Le cardinal Ratzinger, futur pape Benoît XVI, avait estimé en 2003 que Harry Potter «désagrège l'esprit du christianisme», selon des propos rapportés par une sociologue et fervente catholique allemande, Gabriele Kuby.
Auteur d'un livre critique «Harry Potter, le bien ou le mal», Mme Kuby a publié, sur son site internet, des extraits d'une lettre du cardinal Josef Ratzinger adressée le 7 mars 2003, à qui elle avait envoyé son ouvrage. «Merci pour votre livre instructif», écrit-il. «Il est bon que vous fassiez la lumière sur Harry Potter dont le subtil pouvoir d'attraction a un impact profond sans que l'on s'en rende compte et désagrège l'esprit du christianisme», selon un extrait rendu public par Mme Kuby.

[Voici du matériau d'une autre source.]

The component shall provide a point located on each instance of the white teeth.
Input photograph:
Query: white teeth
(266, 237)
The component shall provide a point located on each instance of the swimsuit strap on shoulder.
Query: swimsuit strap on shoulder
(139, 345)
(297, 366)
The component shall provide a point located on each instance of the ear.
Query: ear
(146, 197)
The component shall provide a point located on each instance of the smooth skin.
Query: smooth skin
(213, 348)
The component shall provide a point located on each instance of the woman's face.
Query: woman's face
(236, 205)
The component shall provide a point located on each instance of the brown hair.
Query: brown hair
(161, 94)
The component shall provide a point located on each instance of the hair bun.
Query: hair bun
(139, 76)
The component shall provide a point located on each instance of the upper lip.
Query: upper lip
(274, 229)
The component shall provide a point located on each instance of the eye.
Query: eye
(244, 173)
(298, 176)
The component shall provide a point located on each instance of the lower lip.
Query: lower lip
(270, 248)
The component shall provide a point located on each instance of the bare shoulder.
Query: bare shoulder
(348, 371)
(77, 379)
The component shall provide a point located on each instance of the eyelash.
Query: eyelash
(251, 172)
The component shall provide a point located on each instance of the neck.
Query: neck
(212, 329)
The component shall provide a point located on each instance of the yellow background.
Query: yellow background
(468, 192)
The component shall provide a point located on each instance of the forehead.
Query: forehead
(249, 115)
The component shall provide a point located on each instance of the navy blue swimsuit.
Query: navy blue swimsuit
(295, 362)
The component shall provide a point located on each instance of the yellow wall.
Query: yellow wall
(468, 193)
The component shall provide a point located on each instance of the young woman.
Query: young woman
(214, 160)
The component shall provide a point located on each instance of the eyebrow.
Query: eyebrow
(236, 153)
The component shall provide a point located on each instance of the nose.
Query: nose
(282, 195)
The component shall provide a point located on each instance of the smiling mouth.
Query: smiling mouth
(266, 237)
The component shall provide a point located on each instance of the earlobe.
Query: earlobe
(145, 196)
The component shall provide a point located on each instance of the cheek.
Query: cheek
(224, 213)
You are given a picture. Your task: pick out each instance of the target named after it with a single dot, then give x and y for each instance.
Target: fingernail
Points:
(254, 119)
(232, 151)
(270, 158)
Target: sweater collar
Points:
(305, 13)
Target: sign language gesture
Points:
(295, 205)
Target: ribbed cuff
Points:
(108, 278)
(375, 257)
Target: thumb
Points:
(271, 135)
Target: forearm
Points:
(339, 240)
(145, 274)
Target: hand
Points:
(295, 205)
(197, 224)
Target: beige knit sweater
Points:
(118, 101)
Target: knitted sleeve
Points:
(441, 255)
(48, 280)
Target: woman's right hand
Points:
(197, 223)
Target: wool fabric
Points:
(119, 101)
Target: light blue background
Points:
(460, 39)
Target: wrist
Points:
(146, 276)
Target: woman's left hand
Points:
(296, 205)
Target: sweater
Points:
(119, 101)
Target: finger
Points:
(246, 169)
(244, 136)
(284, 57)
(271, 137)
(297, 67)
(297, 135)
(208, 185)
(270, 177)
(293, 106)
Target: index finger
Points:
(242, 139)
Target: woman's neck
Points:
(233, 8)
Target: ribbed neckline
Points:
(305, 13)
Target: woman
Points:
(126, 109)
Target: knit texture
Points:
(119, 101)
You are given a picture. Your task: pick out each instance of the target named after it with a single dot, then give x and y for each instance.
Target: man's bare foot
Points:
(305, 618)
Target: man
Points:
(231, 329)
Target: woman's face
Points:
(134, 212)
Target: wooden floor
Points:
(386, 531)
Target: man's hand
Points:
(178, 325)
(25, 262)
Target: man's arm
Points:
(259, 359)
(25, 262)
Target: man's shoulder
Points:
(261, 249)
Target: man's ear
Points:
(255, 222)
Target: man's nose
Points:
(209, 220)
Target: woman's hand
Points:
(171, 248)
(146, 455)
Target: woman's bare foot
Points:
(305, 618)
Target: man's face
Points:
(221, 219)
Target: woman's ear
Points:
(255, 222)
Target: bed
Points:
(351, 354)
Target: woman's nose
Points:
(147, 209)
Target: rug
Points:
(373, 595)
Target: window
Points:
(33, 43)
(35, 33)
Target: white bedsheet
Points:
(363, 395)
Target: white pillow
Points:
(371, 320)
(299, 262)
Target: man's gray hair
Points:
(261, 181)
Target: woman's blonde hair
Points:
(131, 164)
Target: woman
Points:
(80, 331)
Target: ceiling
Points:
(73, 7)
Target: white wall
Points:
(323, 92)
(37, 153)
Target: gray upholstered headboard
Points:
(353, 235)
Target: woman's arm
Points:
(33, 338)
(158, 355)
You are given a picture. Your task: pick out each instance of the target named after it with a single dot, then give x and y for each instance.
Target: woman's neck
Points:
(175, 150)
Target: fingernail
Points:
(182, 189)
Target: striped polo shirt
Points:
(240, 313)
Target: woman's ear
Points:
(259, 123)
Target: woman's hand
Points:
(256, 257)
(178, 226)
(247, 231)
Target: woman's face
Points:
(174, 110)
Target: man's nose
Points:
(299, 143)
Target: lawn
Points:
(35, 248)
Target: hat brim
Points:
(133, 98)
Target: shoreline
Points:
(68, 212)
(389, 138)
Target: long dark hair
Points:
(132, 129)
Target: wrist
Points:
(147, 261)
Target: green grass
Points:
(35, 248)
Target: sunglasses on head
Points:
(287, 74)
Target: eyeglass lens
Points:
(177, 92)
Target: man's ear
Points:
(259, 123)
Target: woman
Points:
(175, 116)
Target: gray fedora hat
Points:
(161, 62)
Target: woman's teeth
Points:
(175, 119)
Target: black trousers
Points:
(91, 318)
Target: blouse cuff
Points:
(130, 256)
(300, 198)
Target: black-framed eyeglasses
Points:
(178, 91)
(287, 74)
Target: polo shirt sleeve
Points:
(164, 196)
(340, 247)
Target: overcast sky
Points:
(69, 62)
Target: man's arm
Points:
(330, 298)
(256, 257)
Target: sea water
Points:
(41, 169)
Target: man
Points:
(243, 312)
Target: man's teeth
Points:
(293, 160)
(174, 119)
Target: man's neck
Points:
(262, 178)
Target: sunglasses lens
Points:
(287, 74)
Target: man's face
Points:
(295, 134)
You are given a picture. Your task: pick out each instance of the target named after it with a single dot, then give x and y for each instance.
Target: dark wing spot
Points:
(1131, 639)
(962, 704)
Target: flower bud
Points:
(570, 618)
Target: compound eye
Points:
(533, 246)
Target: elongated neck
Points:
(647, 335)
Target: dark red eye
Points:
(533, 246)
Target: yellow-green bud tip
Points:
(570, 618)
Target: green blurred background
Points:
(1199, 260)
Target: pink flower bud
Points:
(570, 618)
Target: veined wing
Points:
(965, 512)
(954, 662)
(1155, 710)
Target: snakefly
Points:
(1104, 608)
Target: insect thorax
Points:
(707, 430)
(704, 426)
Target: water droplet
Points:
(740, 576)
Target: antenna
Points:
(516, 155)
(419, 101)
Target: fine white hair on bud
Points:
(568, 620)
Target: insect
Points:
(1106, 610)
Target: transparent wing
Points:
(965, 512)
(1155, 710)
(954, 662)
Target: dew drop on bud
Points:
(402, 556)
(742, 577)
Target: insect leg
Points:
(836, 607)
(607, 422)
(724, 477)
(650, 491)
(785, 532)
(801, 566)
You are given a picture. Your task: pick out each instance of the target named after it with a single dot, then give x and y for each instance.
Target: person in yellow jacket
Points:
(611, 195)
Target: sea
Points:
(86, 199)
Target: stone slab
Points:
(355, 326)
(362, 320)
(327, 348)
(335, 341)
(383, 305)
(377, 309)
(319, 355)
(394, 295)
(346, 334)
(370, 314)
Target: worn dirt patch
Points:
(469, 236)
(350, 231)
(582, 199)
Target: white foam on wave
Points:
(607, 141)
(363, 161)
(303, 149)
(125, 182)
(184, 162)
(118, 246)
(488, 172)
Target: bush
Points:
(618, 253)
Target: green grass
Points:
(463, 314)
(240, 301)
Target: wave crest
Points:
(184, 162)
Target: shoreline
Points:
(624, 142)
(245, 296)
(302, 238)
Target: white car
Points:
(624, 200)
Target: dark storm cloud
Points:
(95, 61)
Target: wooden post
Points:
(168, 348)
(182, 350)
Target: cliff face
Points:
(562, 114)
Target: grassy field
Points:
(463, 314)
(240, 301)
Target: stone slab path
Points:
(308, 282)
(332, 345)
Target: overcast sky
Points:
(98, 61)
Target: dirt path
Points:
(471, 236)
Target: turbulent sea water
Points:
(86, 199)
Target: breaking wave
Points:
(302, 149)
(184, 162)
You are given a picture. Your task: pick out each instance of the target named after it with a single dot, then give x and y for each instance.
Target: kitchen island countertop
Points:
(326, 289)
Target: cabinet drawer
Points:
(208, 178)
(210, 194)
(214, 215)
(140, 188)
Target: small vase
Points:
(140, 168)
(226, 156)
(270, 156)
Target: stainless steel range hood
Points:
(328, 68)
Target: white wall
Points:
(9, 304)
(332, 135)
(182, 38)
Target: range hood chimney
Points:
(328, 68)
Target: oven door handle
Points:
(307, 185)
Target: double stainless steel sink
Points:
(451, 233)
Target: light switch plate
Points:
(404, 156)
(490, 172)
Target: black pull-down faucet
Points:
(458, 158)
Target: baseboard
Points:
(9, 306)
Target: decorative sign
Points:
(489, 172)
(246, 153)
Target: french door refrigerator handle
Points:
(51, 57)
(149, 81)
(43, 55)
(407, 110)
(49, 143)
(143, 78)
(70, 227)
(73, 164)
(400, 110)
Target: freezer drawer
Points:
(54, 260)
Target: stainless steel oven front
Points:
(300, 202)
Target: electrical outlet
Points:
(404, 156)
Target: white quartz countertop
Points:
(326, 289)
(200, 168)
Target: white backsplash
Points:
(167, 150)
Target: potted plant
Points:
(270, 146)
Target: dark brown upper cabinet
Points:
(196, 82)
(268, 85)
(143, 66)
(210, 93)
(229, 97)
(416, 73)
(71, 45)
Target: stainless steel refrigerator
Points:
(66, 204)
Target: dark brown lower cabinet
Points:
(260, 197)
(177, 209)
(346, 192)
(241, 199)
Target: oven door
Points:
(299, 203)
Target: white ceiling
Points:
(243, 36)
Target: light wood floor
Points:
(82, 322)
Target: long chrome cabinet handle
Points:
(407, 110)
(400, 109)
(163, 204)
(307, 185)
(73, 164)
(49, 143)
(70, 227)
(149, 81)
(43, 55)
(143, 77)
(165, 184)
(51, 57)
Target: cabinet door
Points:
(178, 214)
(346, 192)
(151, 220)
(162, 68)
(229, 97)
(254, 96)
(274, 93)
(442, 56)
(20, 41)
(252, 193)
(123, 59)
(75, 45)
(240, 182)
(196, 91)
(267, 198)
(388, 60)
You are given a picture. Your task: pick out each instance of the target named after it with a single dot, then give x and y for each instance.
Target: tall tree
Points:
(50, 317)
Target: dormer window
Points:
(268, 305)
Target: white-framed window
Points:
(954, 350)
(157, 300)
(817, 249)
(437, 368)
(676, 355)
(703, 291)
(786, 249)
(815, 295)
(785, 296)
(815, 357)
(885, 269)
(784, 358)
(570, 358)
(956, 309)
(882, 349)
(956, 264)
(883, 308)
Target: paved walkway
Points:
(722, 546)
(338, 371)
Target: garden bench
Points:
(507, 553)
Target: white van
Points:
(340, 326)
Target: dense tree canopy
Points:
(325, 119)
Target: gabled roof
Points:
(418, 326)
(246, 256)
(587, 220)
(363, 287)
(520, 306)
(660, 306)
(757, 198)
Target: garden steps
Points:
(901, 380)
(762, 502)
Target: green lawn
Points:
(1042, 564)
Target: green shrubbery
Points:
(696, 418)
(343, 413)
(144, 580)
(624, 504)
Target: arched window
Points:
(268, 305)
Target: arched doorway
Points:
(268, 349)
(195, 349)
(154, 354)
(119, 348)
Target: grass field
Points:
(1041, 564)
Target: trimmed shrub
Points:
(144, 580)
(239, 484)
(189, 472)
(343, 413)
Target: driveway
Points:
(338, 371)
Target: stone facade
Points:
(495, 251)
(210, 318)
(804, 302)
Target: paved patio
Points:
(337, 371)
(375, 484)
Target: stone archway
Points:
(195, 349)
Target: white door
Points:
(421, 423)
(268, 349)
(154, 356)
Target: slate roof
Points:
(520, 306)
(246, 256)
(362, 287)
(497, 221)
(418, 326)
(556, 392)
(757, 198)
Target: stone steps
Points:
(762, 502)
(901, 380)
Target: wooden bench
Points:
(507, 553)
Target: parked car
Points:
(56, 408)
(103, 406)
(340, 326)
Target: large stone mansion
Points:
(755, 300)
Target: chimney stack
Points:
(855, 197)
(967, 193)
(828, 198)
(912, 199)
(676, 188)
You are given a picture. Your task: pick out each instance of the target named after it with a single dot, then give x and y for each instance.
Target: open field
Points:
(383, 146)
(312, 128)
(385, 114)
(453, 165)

Face à ces critiques, les défenseurs de l'apprenti-sorcier rétorquent qu'il s'agit «d'arguments idiots».
«C'est stupide, Potter est un héros qui accomplit un ensemble de choses très morales», estime Melissa Agnelli qui dirige un site internet d'admirateurs du jeune sorcier.
Reste que, selon l'association des bibliothèques américaines, des associations de parents s'inquiètent du paganisme qu'elles croient déceler dans les pages des aventures du héros préféré de leur progéniture.
Verlyn Flieger, professeur d'anglais à l'Université du Maryland, ne partage pas ces craintes. «Je pense que ceux qui s'inquiètent de quelque chose de satanique ou d'occulte dans les histoires d'Harry Potter ne comprennent pas l'usage de la métaphore», dit-elle.
Rowling elle-même, dans un entretien à une radio américaine en 1999, avait déclaré: «si on interdit tous les livres pour enfants qui mentionnent des épisodes magiques, des sorcières et des sorciers, il faudrait retirer des rayons les trois quarts des livres classiques pour enfants».
Cela ne désarment pas les critiques. Selon Richard Abanes, autre pourfendeur du jeune sorcier, Rowling envoie à ses jeunes lecteurs «des messages moraux qui ne sont pas clairs». «Harry Potter et ses amis mentent, volent, trichent, sont rancuniers, hypocrites et manquent d'honnêteté», dit-il. Wohlberg confirme que le jeune sorcier est «un personnage qui ment beaucoup, ne respecte pas la loi, est capricieux, étudie les sciences occultes et lance des formules magiques».
Toutes choses condamnables selon lui. Avocate de la défense, Agnelli explique que si Potter «viole les règles» c'est pour faire «quelque chose de plus important comme sauver une vie ou aider un ami».